Ama ne olursa olsun, başta çok hoşlanmasamda herbirinin hayrına inanırım bir süre sonra...
Haaa ! Binmek istediğim trenlerin çoğunu kaçırmadım, yakaladım çok şükür...
Kısmetli bir insanmıyım, yoksa gelen kısmeti görebilecek gözlere mi sahibim bilmiyorum ama, cesaret ve azimle çalışıp isteklerimi elde ettiğimi görüyorum...
İkisi de gerekli belkide...
İsteklerimi önce zihnimde hayal etmekle başlıyor ( bu iş, aşk, durum vs. herşey için geçerli olabilir. ) sonra da sanki olmuş gibi hissediyorum ...

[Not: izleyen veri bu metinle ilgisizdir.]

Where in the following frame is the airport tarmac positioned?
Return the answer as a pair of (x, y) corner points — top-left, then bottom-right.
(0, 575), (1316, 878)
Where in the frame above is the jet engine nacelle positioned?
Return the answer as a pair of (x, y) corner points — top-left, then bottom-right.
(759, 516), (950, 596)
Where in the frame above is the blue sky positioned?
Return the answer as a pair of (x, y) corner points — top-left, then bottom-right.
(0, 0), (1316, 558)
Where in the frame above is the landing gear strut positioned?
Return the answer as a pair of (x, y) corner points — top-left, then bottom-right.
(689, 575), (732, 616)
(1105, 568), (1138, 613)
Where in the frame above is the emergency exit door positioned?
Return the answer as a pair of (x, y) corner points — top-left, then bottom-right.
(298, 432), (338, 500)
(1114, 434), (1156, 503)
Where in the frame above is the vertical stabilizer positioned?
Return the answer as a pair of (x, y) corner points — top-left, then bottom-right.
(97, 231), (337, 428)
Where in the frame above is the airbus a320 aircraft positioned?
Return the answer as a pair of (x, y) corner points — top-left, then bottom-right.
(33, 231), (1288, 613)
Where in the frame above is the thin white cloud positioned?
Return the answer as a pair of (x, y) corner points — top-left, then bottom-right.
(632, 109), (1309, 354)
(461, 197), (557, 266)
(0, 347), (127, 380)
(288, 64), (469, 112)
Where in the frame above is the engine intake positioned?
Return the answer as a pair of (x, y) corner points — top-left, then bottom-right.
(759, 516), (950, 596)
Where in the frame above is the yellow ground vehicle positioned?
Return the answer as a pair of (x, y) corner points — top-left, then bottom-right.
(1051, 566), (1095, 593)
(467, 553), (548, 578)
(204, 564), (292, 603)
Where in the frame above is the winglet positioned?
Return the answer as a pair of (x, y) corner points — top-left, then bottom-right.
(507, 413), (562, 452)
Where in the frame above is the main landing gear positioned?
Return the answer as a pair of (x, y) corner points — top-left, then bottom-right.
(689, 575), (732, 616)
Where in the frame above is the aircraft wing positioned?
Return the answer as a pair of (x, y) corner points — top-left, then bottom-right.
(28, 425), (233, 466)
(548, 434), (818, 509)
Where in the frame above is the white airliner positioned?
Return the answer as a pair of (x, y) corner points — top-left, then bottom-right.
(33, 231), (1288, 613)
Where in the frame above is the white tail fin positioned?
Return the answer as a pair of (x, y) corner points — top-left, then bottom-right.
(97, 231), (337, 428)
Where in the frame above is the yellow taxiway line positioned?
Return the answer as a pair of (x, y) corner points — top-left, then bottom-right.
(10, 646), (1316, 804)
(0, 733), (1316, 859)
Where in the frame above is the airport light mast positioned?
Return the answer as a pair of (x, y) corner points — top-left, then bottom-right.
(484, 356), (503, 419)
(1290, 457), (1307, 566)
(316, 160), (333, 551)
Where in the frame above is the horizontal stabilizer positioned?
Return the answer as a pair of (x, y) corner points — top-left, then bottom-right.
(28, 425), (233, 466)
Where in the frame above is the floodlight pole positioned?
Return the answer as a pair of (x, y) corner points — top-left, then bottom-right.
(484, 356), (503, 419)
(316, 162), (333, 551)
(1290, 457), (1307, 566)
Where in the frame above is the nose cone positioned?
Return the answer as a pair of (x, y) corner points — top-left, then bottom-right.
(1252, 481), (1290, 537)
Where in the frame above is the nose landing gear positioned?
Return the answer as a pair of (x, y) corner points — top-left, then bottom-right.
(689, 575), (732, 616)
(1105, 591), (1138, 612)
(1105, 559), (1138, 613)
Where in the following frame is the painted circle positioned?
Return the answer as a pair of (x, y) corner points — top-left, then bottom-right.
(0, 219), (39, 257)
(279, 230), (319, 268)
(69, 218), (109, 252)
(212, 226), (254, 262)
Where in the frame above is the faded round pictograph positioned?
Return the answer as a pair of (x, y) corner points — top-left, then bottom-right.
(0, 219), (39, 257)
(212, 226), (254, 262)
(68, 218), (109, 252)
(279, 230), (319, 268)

Sanırım bu durum algıda seçiciliği doğuruyor ve doğru yer,zaman ve kişileri karşıma çıkarıyor yada farkettiriyor.
Hepimizin aşina olduğu 'Çekim Yasası' kıvamında birşey işte.
Hani insan geçmişte birşeyler anımsar da garip garip sırıtır yada hüzünlenir ya, onun gibi bişey...
Henüz olmamış ama olacak birşeyi, olmuş gibi anımsamak bir nevi...
Sayfamın düzenini, arka fonunu ve 'Munch'un Zihninden' başlığını da bu sebeple seçtim...
Arka fon da görünen netleşmemiş renkli ışıklar, tül bir perdenin ardında gizli kişiliğimin bu sayfaya yansımasını sembolize ediyor. Bu sayfada paylaşacağım düşüncelerim henüz zihnimde netleşmedi;
'Kadın bişeyler söylemek istiyor, da nedir acaba ?' diyebilir, hatta okumaktan da sıkılabilirsiniz.
Ben olaya şöyle bakıyorum;
'En azından ışık görünüyorsa, umut var demektir'...
Çoğunuz Munch'un 'Çığlık' tablosunu bilirsiniz... O da aynen beni yansıtmakta şu an... :)
Zihnim o kadar meşgul ki;
Geçmiş, An ve Yarın'ı sanki bir ısırıkta mideme indirmeye çalışıyorum... ( Bu konulara sonra geleceğiz. )
Kendimden bahsedeyim sizlere;
13,320 Günlüğüm ( Hesaplayın artık.... Yaş konusunda bundan böyle kolay bilgi yok ) :))))
Ankara doğumlu olup aslında nereli olduğumu tam olarak hissetmeyenlerdenim. ( Açıklayacağım az sonra )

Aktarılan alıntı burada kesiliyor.